Sell Efficiently

Selling starts the moment humans open their eyes into this life. Babies cry to seek attention, they try to communicate either an empty stomach, soiled diaper or lack of sleep that gives them headaches. Any cries beyond that are to be considered as "sales" where even at their young age, babies start getting what they want. 

However, like everything, babies also grow and hopefully they employ better skills in selling. Trust is one of the fundamentals followed by good listening skills, reciprocity, dependability and credibility altogether contour the most basic needs of any sales activity that has high potential to convert the conversation into materialised sales.

Trust is the one with high sensitivity, fragility towards the deal given the subjective ratings earned. Very small matters are prone to breaking the deal if trust is not established well. Or it might generate countless of excuses for the client to give up.

In today's highly impatient environments, listening others carefully became really a rare quality to encounter in daily lives. The simple message it carries is already vital: Talking is sharing anything but listening to others is demonstrating great concern and proves caring.

Reciprocity is a natural and positive outcome of trust and listening once they are established firmly. Based on its genre being mutual exchanges and benefits, it facilitates an important component of any given sales conversation.

Dependability and Credibility are interlocked to Believability and self-confidence. While dependability assures credibility to one, believability transforms into confidence and confidence brings success.

Communication requires a diligent care conveying above mentioned qualities and it is the best practice to adjust speech tone, rate, selection of words, density and depth of the conversation based on the recipient's signals (feedback).

That is one of the toughest parts for the sales person concurrently evaluating certain questions in mind while during his conversation with the prospect. Is the engaged person a suspect or a prospect? When to increase the density and shoot the killer phrase? How to demonstrate a genuine interest in the prospect? Is that the correct person to sell to? Is the product suitable, has ample support behind, strong enough the carry the name of the company, salesperson?

Besides these basic approaches; there are plenty of proven formulas out there being used for more than a century long. One of the most popular ones is four-step analysis.

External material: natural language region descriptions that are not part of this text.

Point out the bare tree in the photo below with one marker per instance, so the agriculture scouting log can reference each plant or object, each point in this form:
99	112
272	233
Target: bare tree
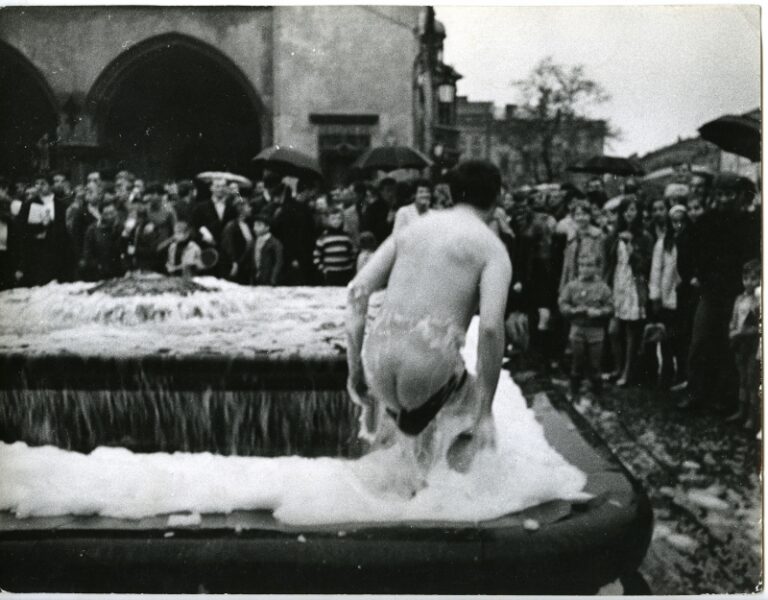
555	99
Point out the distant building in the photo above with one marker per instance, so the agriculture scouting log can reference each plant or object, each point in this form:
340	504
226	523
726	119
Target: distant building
435	109
508	140
696	151
167	91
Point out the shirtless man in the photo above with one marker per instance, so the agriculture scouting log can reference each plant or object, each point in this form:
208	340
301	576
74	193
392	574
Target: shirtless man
437	272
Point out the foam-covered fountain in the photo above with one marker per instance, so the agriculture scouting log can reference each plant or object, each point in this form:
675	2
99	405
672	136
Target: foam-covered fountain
123	403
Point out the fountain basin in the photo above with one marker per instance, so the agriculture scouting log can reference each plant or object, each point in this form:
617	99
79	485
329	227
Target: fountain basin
577	548
90	383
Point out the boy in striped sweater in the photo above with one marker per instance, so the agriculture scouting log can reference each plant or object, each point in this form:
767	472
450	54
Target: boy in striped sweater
334	253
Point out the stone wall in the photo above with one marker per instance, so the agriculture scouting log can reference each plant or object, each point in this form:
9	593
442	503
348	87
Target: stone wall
295	61
344	60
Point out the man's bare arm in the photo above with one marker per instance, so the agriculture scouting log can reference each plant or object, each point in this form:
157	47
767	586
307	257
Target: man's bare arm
494	286
373	276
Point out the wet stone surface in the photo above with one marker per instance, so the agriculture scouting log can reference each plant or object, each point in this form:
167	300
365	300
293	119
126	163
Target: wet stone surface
702	476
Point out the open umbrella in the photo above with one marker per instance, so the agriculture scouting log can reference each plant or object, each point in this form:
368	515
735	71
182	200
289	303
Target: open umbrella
737	134
286	160
390	158
229	177
600	165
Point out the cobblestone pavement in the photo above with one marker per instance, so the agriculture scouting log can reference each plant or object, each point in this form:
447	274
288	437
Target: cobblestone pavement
702	476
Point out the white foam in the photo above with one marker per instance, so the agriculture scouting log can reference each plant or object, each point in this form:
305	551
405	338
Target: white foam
523	470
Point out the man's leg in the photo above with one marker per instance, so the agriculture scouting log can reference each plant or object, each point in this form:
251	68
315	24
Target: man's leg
595	351
700	367
579	360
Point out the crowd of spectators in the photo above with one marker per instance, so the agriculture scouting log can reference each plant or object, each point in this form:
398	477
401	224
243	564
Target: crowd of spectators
270	233
668	281
635	289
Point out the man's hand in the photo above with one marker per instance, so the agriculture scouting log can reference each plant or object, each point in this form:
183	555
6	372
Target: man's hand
465	447
358	388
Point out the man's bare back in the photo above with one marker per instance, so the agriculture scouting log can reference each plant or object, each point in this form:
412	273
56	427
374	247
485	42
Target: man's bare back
439	271
412	349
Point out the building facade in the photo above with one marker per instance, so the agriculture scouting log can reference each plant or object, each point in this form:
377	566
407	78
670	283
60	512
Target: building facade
169	91
510	142
695	151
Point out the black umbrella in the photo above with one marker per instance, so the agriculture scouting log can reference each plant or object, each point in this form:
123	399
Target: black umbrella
288	161
600	165
391	158
739	135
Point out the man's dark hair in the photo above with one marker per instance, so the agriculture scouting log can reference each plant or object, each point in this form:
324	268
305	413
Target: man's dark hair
752	268
263	217
422	183
186	187
387	181
154	187
368	241
478	183
359	188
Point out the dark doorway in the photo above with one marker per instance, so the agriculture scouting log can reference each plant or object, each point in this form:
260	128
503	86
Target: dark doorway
27	113
174	111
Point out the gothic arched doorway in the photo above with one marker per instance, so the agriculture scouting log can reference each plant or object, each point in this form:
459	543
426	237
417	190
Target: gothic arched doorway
27	112
173	106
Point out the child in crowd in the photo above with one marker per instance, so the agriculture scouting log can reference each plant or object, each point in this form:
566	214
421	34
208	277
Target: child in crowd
183	253
744	332
267	267
367	248
587	302
334	254
584	240
628	264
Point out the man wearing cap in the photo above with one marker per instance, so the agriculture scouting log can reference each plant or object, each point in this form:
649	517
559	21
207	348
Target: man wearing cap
722	240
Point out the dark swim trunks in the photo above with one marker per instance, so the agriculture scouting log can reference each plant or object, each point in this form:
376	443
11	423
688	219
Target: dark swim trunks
413	422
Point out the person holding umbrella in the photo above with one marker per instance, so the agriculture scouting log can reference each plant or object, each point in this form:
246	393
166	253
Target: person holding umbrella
721	242
210	217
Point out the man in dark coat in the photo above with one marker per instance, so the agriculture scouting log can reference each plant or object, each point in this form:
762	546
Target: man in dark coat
236	245
721	241
45	252
267	253
209	218
103	247
377	216
293	225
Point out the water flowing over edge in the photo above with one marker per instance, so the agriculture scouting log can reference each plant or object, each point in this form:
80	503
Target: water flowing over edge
523	470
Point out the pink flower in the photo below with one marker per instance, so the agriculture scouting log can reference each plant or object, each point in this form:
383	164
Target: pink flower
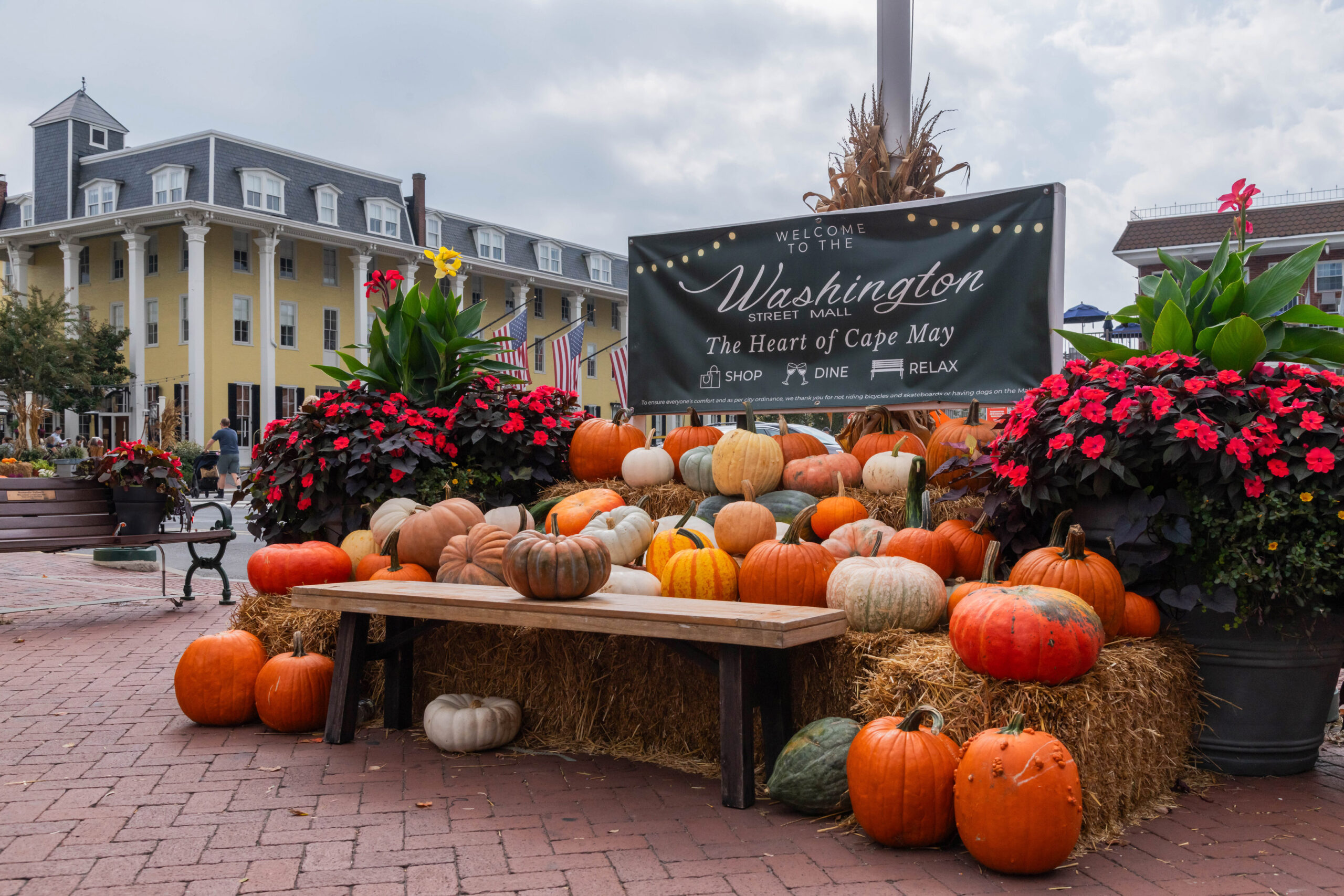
1320	460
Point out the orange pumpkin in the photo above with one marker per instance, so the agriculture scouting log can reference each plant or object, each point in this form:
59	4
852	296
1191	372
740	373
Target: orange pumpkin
885	440
579	510
1078	571
280	567
797	445
555	567
217	676
987	578
901	779
786	571
1143	620
968	542
816	475
426	532
836	511
918	541
398	571
292	690
953	433
1019	800
685	438
598	446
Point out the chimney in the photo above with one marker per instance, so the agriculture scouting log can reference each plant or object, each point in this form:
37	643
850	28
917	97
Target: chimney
418	202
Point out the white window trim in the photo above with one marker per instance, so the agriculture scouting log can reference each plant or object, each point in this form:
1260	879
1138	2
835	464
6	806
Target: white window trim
99	182
318	205
492	231
262	174
386	206
545	246
279	344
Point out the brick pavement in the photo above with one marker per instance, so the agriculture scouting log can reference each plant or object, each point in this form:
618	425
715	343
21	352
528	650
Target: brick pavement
107	787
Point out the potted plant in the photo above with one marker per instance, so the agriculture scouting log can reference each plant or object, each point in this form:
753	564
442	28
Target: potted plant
145	486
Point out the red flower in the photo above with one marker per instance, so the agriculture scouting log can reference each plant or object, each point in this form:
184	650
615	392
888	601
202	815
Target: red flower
1320	460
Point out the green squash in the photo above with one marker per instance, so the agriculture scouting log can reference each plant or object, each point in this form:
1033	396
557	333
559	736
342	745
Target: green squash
697	468
810	774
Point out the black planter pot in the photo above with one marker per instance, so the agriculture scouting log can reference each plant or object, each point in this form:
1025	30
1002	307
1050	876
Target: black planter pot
1270	693
143	510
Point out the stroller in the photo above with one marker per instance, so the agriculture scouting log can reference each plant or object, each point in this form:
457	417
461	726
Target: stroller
205	473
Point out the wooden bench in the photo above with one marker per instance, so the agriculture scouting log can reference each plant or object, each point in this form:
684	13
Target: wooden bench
752	664
57	515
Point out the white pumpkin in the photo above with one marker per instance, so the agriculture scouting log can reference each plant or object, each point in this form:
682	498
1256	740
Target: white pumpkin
886	593
625	531
389	518
511	519
466	723
627	581
648	465
887	472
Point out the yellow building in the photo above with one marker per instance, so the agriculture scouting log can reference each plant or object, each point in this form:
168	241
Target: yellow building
236	267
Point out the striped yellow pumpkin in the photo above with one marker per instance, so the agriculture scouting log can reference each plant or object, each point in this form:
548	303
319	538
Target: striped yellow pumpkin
706	574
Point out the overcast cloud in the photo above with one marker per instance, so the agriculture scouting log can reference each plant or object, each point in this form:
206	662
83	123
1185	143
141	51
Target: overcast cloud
593	121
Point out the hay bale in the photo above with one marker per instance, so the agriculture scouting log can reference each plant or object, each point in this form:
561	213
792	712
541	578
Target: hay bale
1129	722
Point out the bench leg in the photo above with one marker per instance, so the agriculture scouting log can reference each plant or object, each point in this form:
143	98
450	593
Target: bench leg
343	704
398	668
774	691
737	766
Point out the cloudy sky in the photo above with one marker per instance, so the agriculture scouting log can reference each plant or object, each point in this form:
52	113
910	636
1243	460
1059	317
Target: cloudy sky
596	120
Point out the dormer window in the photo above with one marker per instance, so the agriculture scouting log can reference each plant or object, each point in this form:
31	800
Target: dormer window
264	190
100	198
600	268
490	244
170	184
326	198
383	217
549	257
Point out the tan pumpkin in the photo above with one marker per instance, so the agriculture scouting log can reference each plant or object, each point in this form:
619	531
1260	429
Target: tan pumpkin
747	455
425	534
390	516
743	524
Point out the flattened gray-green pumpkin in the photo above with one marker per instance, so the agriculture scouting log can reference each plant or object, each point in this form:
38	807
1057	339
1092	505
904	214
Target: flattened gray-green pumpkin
810	774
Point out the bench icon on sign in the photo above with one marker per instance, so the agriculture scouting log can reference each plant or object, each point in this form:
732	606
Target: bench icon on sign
897	366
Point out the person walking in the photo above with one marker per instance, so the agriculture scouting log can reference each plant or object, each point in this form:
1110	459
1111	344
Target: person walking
227	440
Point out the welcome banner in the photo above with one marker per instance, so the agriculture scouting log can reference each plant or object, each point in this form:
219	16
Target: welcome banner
920	303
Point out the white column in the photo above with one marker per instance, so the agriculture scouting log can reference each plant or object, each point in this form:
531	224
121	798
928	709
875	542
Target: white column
361	267
195	233
267	325
70	253
136	324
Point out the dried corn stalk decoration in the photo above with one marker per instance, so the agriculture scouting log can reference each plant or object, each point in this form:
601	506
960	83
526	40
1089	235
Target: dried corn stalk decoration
866	174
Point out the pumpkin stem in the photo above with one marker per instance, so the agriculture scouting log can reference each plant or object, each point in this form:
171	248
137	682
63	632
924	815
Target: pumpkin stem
911	722
803	516
915	489
1074	544
1057	532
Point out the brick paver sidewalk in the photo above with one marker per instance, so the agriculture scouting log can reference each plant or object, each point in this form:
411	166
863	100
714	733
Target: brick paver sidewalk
107	787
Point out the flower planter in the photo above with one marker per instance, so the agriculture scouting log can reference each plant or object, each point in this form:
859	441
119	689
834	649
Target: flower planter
1269	693
143	511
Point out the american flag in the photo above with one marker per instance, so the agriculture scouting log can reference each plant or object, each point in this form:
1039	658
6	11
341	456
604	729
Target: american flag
566	352
620	368
517	331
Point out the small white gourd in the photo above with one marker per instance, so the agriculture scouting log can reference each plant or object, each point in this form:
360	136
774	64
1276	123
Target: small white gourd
648	465
466	723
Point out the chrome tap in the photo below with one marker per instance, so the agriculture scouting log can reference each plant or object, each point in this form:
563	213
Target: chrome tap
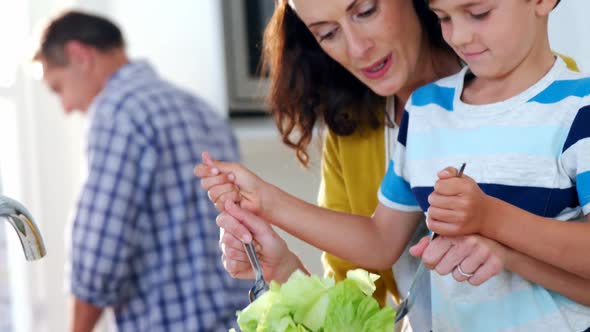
25	227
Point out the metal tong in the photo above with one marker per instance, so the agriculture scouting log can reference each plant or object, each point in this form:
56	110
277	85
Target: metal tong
408	302
260	285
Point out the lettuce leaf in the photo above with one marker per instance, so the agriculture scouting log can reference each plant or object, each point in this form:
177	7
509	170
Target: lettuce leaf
311	303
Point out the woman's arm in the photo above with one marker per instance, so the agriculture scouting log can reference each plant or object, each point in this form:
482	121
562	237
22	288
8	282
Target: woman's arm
374	243
276	260
485	258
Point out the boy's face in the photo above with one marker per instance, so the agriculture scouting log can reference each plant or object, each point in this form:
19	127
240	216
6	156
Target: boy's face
493	36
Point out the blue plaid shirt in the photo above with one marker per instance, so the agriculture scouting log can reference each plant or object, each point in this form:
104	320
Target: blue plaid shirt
144	239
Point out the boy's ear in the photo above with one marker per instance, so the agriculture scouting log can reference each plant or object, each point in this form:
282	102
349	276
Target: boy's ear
544	7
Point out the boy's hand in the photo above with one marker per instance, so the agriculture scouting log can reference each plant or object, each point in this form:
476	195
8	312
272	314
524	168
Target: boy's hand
457	205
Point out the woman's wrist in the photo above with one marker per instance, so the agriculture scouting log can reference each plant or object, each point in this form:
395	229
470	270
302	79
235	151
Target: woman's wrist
270	200
290	264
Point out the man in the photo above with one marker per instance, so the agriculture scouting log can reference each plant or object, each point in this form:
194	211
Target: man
144	240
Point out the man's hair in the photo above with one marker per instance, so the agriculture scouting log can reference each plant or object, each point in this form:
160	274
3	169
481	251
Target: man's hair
88	29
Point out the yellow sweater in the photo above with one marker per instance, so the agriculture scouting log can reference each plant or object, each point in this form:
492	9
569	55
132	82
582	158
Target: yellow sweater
352	170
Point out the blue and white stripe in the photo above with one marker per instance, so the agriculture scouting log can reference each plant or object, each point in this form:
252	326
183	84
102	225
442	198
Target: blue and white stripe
532	151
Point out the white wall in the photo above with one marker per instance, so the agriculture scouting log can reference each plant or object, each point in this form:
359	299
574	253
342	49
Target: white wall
183	39
569	28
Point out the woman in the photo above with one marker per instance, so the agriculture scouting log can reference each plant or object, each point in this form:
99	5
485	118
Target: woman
334	68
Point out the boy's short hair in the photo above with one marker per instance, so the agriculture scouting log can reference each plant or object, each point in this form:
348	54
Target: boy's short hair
88	29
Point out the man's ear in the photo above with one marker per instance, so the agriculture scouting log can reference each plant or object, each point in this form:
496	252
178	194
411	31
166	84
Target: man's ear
79	54
544	7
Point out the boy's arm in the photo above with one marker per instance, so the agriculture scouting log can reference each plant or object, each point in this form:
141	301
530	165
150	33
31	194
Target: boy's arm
551	277
484	258
466	209
562	244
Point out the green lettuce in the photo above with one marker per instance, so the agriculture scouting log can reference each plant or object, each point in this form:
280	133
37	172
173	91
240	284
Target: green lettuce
311	303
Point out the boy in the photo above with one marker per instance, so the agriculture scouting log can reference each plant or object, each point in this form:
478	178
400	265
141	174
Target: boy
517	117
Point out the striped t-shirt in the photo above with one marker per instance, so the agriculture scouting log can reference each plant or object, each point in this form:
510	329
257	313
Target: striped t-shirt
532	151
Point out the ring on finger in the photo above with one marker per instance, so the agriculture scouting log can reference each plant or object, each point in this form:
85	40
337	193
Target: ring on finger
463	273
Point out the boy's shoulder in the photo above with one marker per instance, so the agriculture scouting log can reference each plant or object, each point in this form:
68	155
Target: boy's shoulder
440	92
568	83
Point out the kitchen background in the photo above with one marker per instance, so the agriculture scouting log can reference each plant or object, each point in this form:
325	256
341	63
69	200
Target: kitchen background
41	149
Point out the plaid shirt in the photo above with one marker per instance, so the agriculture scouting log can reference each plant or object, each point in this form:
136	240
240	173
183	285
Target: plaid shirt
144	239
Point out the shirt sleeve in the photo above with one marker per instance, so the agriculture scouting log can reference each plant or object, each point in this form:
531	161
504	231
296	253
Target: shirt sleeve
576	158
395	191
121	164
332	193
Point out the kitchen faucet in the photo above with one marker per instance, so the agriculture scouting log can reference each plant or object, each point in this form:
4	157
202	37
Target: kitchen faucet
25	227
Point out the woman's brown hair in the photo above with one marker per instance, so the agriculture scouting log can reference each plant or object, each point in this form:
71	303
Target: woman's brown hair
307	85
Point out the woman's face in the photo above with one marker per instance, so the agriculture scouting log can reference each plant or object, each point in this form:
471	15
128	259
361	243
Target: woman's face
378	41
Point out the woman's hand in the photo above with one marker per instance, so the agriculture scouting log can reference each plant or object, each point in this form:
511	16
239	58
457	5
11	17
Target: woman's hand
230	182
473	258
457	205
237	226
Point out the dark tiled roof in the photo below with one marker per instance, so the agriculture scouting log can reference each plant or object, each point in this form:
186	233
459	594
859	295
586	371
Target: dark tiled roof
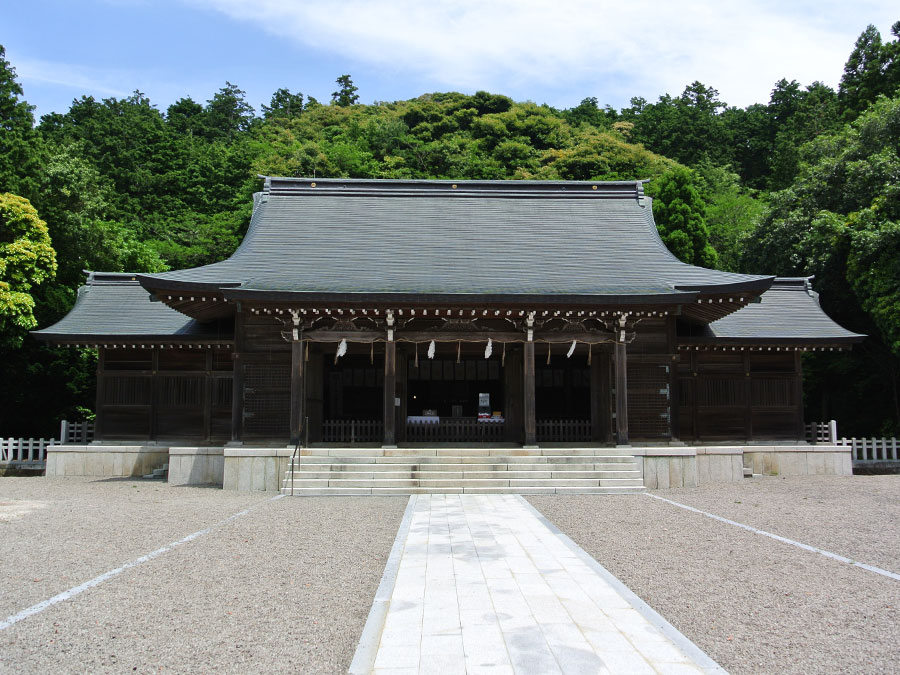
503	238
788	312
115	306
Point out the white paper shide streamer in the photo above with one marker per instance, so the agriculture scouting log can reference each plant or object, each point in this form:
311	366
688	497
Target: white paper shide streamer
342	349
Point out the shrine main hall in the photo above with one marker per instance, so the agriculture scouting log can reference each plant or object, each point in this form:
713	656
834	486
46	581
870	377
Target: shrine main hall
415	319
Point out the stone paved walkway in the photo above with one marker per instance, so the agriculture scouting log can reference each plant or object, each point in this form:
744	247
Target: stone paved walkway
486	585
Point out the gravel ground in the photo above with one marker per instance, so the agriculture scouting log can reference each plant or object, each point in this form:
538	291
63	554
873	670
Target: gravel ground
754	604
285	588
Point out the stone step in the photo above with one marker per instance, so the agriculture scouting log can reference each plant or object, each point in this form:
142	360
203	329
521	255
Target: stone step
386	491
452	459
464	466
463	452
359	474
463	482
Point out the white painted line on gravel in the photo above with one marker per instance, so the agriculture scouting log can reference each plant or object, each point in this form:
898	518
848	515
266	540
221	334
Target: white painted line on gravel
785	540
72	592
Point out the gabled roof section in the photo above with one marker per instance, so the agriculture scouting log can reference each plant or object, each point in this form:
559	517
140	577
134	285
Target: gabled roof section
444	239
114	306
789	312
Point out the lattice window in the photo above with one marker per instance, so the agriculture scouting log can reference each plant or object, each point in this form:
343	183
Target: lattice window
774	393
267	399
180	391
126	390
648	400
721	393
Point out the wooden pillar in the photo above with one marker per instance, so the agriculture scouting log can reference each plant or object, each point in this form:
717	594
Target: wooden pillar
599	396
154	393
801	421
621	394
512	385
748	393
298	391
101	382
390	392
208	388
674	391
402	388
237	391
528	407
315	391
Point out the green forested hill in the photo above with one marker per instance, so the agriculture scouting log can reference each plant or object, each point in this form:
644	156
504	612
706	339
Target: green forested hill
807	183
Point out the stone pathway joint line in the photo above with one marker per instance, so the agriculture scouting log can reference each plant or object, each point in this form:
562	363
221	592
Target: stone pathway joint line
485	584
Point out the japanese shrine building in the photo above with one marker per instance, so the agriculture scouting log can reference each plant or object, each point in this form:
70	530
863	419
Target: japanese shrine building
410	312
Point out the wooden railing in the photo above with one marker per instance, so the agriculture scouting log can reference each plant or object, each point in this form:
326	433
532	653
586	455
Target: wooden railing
455	430
871	450
821	432
18	451
563	431
862	450
352	431
76	433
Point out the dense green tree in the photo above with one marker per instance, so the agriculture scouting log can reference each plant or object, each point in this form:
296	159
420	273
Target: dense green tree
839	222
688	128
346	93
284	105
228	113
18	154
680	215
27	260
863	79
732	212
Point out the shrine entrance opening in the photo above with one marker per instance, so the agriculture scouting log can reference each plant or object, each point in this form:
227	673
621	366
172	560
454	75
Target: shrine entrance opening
562	392
450	400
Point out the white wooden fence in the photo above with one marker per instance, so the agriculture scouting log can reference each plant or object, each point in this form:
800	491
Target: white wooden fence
33	451
76	432
863	450
28	451
872	450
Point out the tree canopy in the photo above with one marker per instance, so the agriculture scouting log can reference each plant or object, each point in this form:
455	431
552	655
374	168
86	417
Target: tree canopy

Need Analysis. It is very important to explore the prospect's need level for a certain product or service. Open-end questions, closed-end questions help until a certain extend to supply auxiliary information. The most challenging stage in this analysis is to overcome the prospect's logic that tends to defer the purchase in a later stage in life just when the emotions are ready to go ahead.

Need Awareness. Once the emotion – logic dynamics are managed or at least believed to be manageable, more in-depth inquiries are required to clearly articulate the prospect's needs and make him realise the need. Questions on product, industry, pricing, application itself and competition gears up the conversation towards a successful conversion.

Need Solutions. Needs are created, make realised and now it is necessary to justify the purchase decision based on "benefits". Product differentiation, features, functions are great tools to impose at this stage.

Need Satisfaction. It is absolutely critical to ask the prospect for his order at all times. If we observe the logical sequence of these four steps, we will realise that the prospect is indeed heading towards a pre-arranged scenario or stage. Decision outcome is now limited to 3 answers only: "Yes", "Maybe" and "No". If anything but "Yes" is heard; it is the sales person's duty to revisit previous three analysis and refill the gaps. "No" is an answer too and deserves ultimate respect as it supplies invaluable feedback what the prospect thought, what has clogged the positive outcome and their views on the product, salesperson and the company. It could be advised to apply Suppose Test (providing scenarios testing immediate purchase, for example, instant 15% discount if the purchase is made at that moment) or Isolation and Validation Tests (for example, gauging if the prospect might be interested in any other product or services and validating the feedback heard) but these to be determined by the sales person at the field as it is the best person to judge given immediate circumstances at the point.